The New York-based Bloomberg Philanthropies on Wednesday, May 4 announced that 290 cities across Latin America and the Caribbean have submitted ideas to solve major challenges and improve city life for the 2016 Mayors Challenge.
Bloomberg Philanthropies, headed by former New York City Mayor Michael Bloomberg, in a release states the ideas offer insight into the needs of communities and priorities of local leaders in the region.
The release indicates that seven in 10 ideas aim to address a social or economic challenge, while the remaining 30 percent focus on improving government effectiveness and efficiency.
Seventy-one percent of cities generated ideas to address major social or economic challenges, such as social inclusion for vulnerable populations (23 percent); sustainability (20 percent); economic growth (13 percent); education (9 percent); public health (8 percent); and improving the overall effectiveness and efficiency of government (29 percent).
The Bloomberg Philanthropies, which works in more than 120 countries around the world to ensure better, longer lives for the greatest number of people, indicated that a series of themes emerged from the ideas.
These included leveraging technology and citizen engagement to improve government performance; emphasis on public awareness initiatives, citizen participation and digital solutions to prepare for and address natural disasters; and interest in entrepreneurship and digital learning to improve education.
Other themes included promoting the inclusion of vulnerable populations through job creation, better use of public spaces and technology; and improving public health through wide-ranging citizen engagement strategies.
“Cities in Latin America and the Caribbean are some of the most innovative in the world, and they are proving it with their entries in our latest Mayors Challenge,” said Michael R. Bloomberg, founder of Bloomberg Philanthropies and a former three-term mayor of New York City.

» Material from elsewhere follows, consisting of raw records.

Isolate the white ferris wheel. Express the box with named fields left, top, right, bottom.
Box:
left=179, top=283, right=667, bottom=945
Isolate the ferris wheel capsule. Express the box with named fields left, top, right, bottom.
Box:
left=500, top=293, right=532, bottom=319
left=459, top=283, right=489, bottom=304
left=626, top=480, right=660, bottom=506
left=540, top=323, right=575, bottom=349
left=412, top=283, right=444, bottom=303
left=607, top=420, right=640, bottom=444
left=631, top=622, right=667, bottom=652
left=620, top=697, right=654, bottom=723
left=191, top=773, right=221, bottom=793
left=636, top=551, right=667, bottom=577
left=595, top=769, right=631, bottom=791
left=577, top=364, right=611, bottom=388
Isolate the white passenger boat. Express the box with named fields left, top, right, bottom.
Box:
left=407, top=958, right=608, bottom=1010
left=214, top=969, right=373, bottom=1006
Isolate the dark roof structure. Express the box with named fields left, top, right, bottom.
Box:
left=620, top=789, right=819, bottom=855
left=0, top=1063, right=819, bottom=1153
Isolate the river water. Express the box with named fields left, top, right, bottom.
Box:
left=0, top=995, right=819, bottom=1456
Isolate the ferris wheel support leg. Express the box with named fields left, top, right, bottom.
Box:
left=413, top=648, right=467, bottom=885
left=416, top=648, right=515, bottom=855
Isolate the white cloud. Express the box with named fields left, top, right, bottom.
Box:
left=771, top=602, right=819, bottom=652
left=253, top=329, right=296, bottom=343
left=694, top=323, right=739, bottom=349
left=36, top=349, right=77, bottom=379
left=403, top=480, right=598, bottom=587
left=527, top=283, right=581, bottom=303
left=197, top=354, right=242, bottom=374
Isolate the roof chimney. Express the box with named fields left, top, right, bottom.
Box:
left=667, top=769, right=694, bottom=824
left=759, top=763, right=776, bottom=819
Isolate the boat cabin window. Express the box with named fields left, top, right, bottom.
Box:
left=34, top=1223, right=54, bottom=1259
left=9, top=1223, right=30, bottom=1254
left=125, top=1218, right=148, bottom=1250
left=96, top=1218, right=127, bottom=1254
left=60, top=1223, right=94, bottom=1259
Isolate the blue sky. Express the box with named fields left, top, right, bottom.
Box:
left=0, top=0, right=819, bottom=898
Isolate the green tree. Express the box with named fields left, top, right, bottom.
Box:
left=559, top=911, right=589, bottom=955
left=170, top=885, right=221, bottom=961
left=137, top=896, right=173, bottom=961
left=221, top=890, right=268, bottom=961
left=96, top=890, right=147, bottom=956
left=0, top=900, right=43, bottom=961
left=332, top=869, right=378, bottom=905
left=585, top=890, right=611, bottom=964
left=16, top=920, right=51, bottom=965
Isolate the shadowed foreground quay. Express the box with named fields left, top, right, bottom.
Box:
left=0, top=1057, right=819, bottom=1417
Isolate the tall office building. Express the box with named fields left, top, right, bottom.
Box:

“The hundreds of proposals present exciting new ways to tackle problems across the region, and they have the potential to have a big impact on the lives of millions of people,” he added.
The release indicated that a survey taken of participating cities showed “significant city hall interest in innovation, but a lack of resources needed to experiment.”
More than half of participating cities report regularly borrowing ideas from cities in the region or even from around the globe when faced with a tough problem, the organization said.
According to the survey, three out of five cities said they usually or always “crowdsource” ideas from citizens when they are faced with a tough problem.
Just one out of five participating cities report usually having access to public or private funding to test new ideas, according to the survey.
The 290 Mayors Challenge applicants represent over 172 million citizens in 19 countries across the region, Bloomberg Philanthropies said.
It said participating cities span the entire region, with 71 percent from South America, 20 percent from Mexico and 9 percent from Central America and the Caribbean.
Seventeen capital cities in the region submitted ideas to the competition — from Santiago to Brasilia to Mexico City to Kingston (Jamaica), Bloomberg Philanthropies said.
“This is a region of the world with a rich history of public sector innovation,” said James Anderson, the head of Bloomberg Philanthropies’ Government Innovation program. “The ideas coming from the Mayors Challenge build on that legacy.”
The current applicants emerged from more than 900 Latin American and Caribbean cities which were invited by the Mayors Challenge in January 2016 to compete.
Cities had until April 15, 2016 to generate and submit their innovative ideas to improve city government and city life. Modeled on successful competitions in the United States and Europe, the 2016 Mayors Challenge will award US$5 million grand prize and four US$1 million awards to four other cities that generate the most powerful and transferable ideas.